All the eyes slowly, discreetly, roll down. Pens become fascinating objects to scrutinize, like ancient artifacts found at a dig.
 
“I didn’t do this,” I say again, stronger. Drew’s eyelids shut and open slowly, like an owl, giving me support. His slight nod, chin to chest, says, You got this.
 
No. I don’t.
 
But I’m trying.
 
“I didn’t do anything wrong,” I finally expel, my voice like glass being swept up with a whisk broom, dumped into a garbage can, the delicate vase mourned but soon forgotten.
 
“No, of course not,” Daddy says, his dulcet tones so programmed. “We know—”
 
“I didn’t do what Tara and those other bitches are saying. I never asked those guys to do that to me.

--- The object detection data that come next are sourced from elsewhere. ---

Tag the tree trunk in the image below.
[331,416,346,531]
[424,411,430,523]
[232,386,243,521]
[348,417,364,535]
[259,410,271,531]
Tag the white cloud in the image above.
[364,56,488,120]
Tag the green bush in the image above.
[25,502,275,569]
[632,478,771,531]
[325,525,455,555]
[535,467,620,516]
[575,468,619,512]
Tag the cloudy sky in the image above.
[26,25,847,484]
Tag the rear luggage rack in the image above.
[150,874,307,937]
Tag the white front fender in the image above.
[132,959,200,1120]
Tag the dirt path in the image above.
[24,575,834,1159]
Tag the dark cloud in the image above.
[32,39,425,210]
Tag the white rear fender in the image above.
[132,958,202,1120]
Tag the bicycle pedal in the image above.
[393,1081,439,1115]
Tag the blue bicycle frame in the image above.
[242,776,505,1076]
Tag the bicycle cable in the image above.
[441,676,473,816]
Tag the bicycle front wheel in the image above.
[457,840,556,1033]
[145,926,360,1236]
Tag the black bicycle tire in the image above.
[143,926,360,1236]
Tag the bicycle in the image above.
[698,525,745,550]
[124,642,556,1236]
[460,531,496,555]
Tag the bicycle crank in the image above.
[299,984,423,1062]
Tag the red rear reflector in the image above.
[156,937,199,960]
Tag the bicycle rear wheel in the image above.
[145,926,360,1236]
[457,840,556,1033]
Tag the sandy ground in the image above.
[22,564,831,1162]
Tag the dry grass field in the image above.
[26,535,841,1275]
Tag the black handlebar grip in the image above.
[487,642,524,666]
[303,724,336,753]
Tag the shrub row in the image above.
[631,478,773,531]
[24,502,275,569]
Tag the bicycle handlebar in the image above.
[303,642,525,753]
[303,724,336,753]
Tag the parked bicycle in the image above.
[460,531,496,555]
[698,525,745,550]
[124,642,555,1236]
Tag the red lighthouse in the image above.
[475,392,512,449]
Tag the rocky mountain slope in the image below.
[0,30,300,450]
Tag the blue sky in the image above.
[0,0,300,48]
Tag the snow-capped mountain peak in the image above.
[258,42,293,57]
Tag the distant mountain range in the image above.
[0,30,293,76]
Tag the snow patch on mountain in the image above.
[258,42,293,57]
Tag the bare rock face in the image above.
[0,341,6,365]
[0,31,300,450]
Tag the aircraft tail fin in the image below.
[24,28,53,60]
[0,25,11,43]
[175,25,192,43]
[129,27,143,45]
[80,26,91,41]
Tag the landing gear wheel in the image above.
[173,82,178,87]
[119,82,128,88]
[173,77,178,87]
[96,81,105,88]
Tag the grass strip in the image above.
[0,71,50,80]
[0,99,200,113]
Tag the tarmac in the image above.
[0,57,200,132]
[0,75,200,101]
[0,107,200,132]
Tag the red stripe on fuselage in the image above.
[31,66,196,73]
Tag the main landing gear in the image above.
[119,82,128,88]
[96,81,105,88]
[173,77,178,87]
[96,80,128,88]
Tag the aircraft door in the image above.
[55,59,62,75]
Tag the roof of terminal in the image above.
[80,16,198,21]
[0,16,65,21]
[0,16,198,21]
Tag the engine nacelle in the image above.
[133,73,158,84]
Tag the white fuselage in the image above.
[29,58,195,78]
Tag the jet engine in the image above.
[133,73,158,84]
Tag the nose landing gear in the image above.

I never asked for it. I never asked for it. I never asked for it.”
 
The chant begins and I can’t stop, thrusting my fists against the top of my thighs, the words on autopilot, as if saying them over and over will unravel the past four years and I can reclaim time.
 
This behavior alarms everyone. Everyone except Drew. I can see why they’re freaked out, Mom giving Daddy a grim look as if to say, I told you so.